I am a little hesitant to quote prices here on the forum.

The BJJ classes here in the Los Angeles area usually go higher than $75 a month.  The Machado BJJ in Redondo Beach is run by Rigan Machado (head instructor).

You can call around your city and see what the prices are like in your neighborhood.

Some places offer scholarships for people who want to train, but are currently under financial challenges.

If you're over 18 maybe you can work out an arrangement with the instructor to do some work in exchange for lessons.  If you're under 18 this will cause problems with the law.  Some instructors who meant well got in trouble using kids for labor in exchange for instructions (the kids would sweep the floor, clean the mirrors and windows, and throw away the trash).

The main place I train is at a martial art academy.  They offer quite a few different styles (Muay Thai, JKD, Kali, Silat, MMA, Savate, BJJ).  I really like my head instructor and all the full time instructors at the academy do a fine job teaching.  I also pay over $75 a month, but my instructor also offers scholarships, discounts (military, LEOs, college students), and a sliding scale to help people train at his facility.  I have been to quite a few different studios and the prices in and around the Los Angeles area varies from ~ $100 - $200 a month.  This might sound steep, but for some of these guys this is their full time job and they have bills to pay and mouths to feed.

There are also some fabulous low key instructors that teach from their garage, beach, park and they charge a lot less.  These guys are usually hard to find, they usually do not advertise, and they may or may not train you.  If you can get on their good grace then this may be an option.


----------



## jks9199 (Aug 7, 2008)

There's no way to compare prices except locally -- and even then, there's no guarantee of a relationship between price and quality.  I know some jiujutsu facilities that charge a base instruction fee, some that charge membership fees, others that charge mat fees... and some that are combinations of the above.  I know of other martial arts clubs that charge nothing -- and are taught in parks or instructor's garages/basements/back yards, and are top notch instructors that you may not ever find the equal of.  I know of very expensive schools, with all sorts of perks to the point of being more health club than dojo, and some that are very expensive, and not worth more than a tiny fraction of what they charge.  Others that are very expensive -- and worth every penny and more.

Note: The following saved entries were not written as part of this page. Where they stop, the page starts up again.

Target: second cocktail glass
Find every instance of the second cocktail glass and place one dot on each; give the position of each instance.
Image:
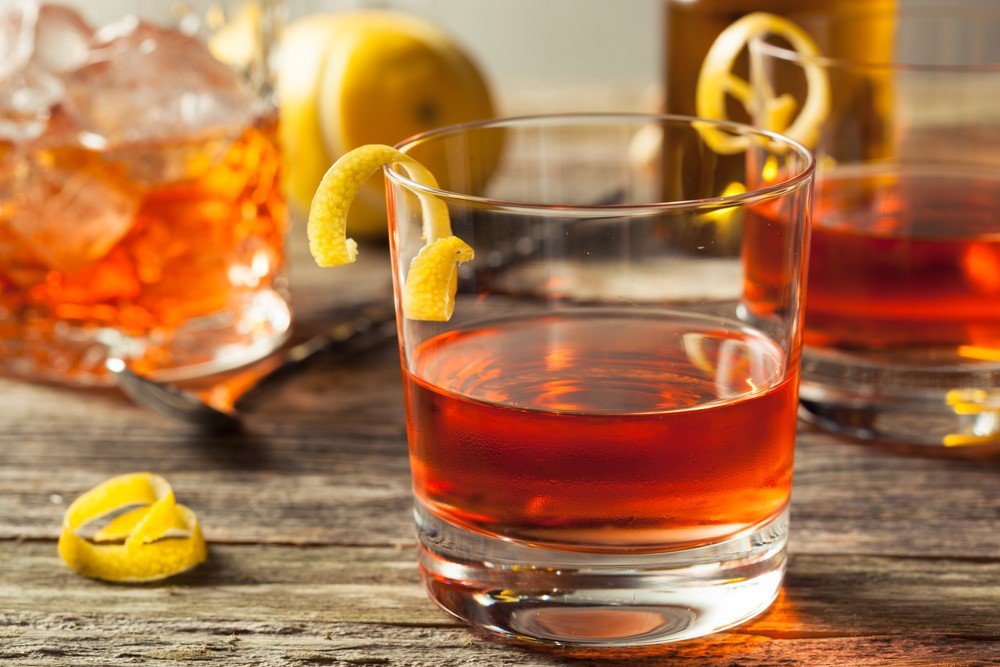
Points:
(902, 328)
(601, 437)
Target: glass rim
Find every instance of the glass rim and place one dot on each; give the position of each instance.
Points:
(967, 14)
(767, 193)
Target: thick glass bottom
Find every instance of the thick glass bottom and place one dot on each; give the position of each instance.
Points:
(252, 328)
(573, 598)
(927, 398)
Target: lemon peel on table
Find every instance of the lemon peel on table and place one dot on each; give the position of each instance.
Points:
(972, 402)
(432, 281)
(716, 80)
(158, 539)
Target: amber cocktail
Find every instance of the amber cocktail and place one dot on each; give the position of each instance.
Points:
(140, 209)
(902, 325)
(601, 436)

Look at what's offered; assess the various packages, and see what works for you within your budget.


----------



## stickarts (Aug 7, 2008)

I have seen anywhere between free - $125 per month in this area. The best thing to do is compare prices in your area and watch classes in different schools.


----------



## bowser666 (Aug 7, 2008)

It all depends on the area and availability of other schools. In a metro area I have foudn prices are typically higher than in a rural area. It all depends on the quality of the school and what you feel is worth it or not.


----------



## Kacey (Aug 7, 2008)

There are too many factors to say.  How is the economy in your area?  What are other schools charging?  Is it a full-time school, or a class in someone else's facility (I teach at a Y, 2 nights a week)?  What rank is the instructor?  What about the assistant instructor(s), if any?  How well-kept is the facility?  Is this the instructor's primary job, or second job?  I know instructors who live off instructing - fees are more important to them than to those of us who do something else for a living and teach as a second job.  What MA(s) are offered?  What is the quality of the instruction?  What else do you have to pay for?

In the long run, only you can decide if you're getting your money's worth.


----------



## ArmorOfGod (Aug 7, 2008)

In my area, bjj schools tend to cost more since they are less plentiful
Call your local YMCA and community centers to find the hidden schools, which can be very good and well established.

$65 per month is the national average for having classes a couple of times per week.
That price is according to the vice president of NAPMA.  You can see that quote here: http://familyfun.go.com/parenting/learn/activities/feature/famf28martialarts/famf28martialarts2.html

Also, read this thread: http://martialtalk.com/forum/showthread.php?t=52338&highlight=aog+average
It is a similar discussion.

AoG


----------



## arnisador (Aug 7, 2008)

Expect to pay a lot for BJJ--certainly, over $100/month.


----------



## hogstooth (Aug 18, 2008)

I have no idea for BJJ, probably higher than what you are paying now. There is no way to answer your question. $65.00 is pretty typical in my area but that depends on a lot of factors. The only way to answer your question is to tell you to open up a phone book and start calling.
You have to be able to afford the classes but on the other hand you may be limited in what you can take in your area for under $75.00. It all depends on the local economy, the popularity of the instructor, etc. 
Best thing to do is ask around.


----------



## Brandon Fisher (Aug 18, 2008)

When we opened the dojo going on 2 years ago we felt as though $79.95 per month as a fair rate for training.  I have recently found out that the schools surrounding me are charging anywhere from $99 a month for 1 hour and a half per week to as much as $125 per month for 45min per week.  Honestly I think some are just to high especially when the testing fees get included which some are outrageous.  $75 is actually a good price in my opinion.


----------



## Grenadier (Aug 20, 2008)

All things considered, do you think that you would be getting your money's worth?  

In my former residential city, there is a school that only charges $50 / month, while the school I trained at, now charges $117 / month.  

The difference, though, is that the cheaper school only held classes twice a week, for 50 minutes each class, and the more expensive school holds classes 6 days a week, and gives you instruction in both Karate and Ju Jutsu, as well as Kobudo.  Each art had its own dedicated classes.  

The more expensive school was a far better value for me, since it gave me what I wanted.  That, plus the quality of instruction was superior.  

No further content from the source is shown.